Understanding Message Passing in GNNs
I have written about graph neural networks (GNNs) a lot, but one thing I am still trying to understand is how message passing works when you add neural networks to the mix. Message passing, put simply, refers to sharing information between nodes in a graph along the edges that connect them. I first encountered it in discussions about variable elimination for performing inference on a probabilistic graphical model (PGM)  we will demystify that sentence below  but I still wanted to make the connection for myself between doing this analytically on a small graph to doing it computationally with a much larger graph and using neural networks. Let’s dive in!
Graphical Models Can Only Do 2 Things
Well, okay, I mean, maybe they can do lots of things but we can broadly categorize the tasks that you can perform with graphical models into two tasks: learning and inference. Learning refers to finding the graphical model, \(M\), given some data, \(\mathcal{D}\). Conversely, inference refers to calculating a probability \(P_M(X  Y)\) using the model \(M\) [2]. Message passing, the star of today’s blog post, emerges as a technique for performing inference.
Let’s pause and review the basics of probability and what kinds of probabilistic inference we can perform. There are two forms that we commonly try to solve with PGMs: marginal inference and maximum a posteriori (MAP) inference [3]. Marginal probability asks what the probability of observing a single random variable is, given any outcome for the other random variables.

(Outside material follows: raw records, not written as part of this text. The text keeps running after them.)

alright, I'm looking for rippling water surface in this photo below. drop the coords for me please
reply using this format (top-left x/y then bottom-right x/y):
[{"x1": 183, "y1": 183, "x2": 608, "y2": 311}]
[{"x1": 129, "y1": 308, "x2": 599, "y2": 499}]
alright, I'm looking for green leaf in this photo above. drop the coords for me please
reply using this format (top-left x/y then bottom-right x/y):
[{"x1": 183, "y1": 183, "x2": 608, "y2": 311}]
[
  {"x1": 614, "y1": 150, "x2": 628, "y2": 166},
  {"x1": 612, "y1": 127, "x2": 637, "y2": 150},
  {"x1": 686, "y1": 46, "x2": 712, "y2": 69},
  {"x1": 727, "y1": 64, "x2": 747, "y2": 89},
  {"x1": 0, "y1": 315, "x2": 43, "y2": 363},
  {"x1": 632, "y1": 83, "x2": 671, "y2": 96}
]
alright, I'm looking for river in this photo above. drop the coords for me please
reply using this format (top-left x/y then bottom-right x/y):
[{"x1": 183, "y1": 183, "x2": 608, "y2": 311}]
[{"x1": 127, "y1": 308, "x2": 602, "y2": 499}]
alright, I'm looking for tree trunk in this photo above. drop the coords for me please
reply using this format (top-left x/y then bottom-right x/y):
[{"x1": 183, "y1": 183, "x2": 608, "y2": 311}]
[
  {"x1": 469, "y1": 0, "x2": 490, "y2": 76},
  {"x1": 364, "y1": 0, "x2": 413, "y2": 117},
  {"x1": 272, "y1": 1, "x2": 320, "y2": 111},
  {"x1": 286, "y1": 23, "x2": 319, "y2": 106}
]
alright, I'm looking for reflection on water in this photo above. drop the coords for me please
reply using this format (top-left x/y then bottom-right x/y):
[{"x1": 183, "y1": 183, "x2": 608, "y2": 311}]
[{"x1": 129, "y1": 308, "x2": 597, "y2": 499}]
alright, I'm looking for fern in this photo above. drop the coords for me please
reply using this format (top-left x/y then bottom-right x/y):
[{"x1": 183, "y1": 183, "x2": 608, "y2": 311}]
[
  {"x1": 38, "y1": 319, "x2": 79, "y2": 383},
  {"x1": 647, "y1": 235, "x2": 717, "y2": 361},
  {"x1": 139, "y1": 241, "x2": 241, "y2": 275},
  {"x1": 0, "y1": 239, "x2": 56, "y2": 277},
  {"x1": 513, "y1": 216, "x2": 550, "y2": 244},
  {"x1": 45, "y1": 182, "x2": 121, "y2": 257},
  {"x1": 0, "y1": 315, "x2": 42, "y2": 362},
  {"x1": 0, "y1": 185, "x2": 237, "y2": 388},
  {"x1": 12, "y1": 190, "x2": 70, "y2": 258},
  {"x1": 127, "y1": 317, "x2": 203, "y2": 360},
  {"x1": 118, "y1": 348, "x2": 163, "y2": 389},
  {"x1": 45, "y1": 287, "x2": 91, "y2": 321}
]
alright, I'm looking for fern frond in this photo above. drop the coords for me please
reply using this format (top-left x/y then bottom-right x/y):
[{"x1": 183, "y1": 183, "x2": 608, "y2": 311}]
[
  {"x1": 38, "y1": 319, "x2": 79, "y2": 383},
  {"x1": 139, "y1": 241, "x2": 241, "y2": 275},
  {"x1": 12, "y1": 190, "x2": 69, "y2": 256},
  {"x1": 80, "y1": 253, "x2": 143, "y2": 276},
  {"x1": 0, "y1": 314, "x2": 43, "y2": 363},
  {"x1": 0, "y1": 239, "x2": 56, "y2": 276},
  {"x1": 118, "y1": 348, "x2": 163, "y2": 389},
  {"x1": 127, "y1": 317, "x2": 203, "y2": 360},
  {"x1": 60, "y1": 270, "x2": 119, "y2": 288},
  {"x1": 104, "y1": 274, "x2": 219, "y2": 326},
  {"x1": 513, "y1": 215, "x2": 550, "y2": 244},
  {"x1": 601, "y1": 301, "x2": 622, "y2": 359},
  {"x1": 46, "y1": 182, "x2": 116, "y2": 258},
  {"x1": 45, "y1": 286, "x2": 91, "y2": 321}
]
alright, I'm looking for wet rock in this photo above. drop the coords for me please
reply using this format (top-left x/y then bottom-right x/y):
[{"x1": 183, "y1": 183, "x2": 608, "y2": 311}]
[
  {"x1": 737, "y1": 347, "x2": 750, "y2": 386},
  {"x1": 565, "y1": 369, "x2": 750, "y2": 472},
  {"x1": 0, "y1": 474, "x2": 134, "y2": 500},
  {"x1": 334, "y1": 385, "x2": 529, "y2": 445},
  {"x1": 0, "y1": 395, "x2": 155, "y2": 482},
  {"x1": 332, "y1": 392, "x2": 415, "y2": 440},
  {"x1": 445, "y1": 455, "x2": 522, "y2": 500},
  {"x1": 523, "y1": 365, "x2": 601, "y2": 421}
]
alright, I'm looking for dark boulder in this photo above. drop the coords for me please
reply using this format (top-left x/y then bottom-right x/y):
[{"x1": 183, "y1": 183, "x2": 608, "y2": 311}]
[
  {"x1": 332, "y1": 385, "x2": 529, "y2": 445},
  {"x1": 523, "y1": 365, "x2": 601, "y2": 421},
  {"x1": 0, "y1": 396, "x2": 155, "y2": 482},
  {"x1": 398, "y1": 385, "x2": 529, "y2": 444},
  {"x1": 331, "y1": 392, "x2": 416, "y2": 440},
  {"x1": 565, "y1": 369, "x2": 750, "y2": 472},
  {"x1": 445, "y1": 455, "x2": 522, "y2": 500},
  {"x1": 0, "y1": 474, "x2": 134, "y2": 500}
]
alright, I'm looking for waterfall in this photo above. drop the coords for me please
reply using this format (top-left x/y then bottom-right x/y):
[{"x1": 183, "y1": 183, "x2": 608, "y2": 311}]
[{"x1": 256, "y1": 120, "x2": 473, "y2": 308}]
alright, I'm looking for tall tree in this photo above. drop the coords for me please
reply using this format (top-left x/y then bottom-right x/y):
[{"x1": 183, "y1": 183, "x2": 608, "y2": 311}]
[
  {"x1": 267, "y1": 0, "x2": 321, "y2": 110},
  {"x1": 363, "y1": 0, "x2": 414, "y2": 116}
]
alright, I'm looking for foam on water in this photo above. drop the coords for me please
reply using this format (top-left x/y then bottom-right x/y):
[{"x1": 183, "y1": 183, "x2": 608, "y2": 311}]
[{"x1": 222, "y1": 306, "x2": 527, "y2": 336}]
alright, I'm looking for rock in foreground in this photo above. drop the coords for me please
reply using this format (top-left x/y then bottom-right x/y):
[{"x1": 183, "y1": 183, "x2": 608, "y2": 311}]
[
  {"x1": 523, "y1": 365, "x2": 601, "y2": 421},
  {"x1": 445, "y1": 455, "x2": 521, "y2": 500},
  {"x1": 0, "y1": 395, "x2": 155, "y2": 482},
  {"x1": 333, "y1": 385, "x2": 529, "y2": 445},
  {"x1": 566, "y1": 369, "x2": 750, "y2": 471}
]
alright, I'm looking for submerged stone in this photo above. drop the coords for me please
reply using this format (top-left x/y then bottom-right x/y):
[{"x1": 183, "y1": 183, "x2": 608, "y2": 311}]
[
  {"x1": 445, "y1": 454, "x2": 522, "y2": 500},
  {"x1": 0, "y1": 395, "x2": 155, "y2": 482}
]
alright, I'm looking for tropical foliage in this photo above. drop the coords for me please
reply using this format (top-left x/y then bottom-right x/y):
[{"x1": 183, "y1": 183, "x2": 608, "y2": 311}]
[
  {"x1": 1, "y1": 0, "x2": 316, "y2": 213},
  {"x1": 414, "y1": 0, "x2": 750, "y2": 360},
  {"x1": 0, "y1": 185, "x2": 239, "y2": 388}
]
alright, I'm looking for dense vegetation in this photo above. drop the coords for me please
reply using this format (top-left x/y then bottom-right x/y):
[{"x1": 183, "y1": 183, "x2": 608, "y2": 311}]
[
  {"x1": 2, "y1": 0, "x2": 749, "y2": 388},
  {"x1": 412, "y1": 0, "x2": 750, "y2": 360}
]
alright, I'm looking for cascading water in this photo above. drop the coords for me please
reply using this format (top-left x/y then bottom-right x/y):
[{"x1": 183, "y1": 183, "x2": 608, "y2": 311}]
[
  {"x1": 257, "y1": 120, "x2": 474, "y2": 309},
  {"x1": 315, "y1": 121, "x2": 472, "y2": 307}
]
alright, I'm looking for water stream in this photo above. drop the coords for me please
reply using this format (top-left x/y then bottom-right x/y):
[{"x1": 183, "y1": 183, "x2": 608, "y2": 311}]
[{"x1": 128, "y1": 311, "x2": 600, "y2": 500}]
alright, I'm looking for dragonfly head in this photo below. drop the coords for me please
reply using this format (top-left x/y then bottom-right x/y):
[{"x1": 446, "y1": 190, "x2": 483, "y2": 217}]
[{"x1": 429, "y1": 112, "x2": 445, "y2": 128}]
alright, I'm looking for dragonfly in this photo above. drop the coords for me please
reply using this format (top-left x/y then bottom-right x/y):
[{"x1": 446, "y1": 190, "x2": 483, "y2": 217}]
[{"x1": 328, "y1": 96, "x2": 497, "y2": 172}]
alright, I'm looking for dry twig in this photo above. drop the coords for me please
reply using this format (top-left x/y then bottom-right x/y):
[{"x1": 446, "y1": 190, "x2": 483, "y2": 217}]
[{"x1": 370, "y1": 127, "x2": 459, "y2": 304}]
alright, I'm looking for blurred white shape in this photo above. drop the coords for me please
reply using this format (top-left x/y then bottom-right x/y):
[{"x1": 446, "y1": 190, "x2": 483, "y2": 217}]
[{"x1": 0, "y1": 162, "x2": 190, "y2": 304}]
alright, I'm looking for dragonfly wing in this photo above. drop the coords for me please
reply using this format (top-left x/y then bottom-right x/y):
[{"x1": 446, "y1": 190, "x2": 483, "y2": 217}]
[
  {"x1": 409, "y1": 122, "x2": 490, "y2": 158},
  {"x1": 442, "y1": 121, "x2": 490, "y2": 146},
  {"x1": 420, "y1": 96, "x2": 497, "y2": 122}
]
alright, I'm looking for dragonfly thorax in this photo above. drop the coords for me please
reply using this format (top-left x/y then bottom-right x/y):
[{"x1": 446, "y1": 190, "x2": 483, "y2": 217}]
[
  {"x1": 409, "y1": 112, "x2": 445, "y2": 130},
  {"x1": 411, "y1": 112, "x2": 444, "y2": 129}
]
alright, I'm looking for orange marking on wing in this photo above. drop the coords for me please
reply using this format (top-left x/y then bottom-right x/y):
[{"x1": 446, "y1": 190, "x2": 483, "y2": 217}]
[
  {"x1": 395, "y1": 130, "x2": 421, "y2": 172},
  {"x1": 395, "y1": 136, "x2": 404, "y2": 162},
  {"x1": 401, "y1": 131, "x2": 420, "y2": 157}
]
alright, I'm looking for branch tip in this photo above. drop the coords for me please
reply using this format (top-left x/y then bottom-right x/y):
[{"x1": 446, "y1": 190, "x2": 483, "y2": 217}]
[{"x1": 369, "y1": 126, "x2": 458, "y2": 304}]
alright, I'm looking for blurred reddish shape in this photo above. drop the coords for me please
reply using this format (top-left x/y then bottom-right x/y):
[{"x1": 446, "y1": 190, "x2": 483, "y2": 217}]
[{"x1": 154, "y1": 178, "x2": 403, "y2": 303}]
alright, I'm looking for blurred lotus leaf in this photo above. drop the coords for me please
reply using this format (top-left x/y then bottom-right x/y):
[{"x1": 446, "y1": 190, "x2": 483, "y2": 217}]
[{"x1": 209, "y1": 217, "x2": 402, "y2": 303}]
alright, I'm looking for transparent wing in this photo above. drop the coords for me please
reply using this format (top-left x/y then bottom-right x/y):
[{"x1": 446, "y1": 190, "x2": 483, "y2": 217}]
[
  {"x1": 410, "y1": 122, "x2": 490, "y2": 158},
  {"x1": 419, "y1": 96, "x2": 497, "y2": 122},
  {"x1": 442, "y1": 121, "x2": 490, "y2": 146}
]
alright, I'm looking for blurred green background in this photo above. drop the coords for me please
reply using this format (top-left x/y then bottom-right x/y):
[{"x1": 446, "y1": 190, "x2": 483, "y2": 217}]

In other words, we sum over all of the other random variables in the model except for the ones we’re interested in.*1 We can write this as [3]:
\[P(y = 1) = \sum_{x_1} \sum_{x_2} … \sum_{x_n} p(y = 1, x_1, x_2, …, x_n)\]Alternatively, the MAP inference asks what is the most likely value for all the random variables in our model [3]:
\[\max_{x_1, …, x_n} p(y = 1, x_1, … , x_n)\]So inference involves calculating some probability given the model that we have. As we’ll see below, this is very straightforward if the model is small  in this case, we can compute the exact inference value for our model. However, if the model is much larger and more complex, then we may find that calculating either of these forms of inference becomes intractable. In that case, we must turn to using various algorithms for approximate inference since the exact value is NPhard [3]. In this post, we’ll confine ourselves to discussing exact inference because that is all we need to understand to get to message passing, but I wanted to mention this here so that we were aware there are other approaches for when graphs get larger.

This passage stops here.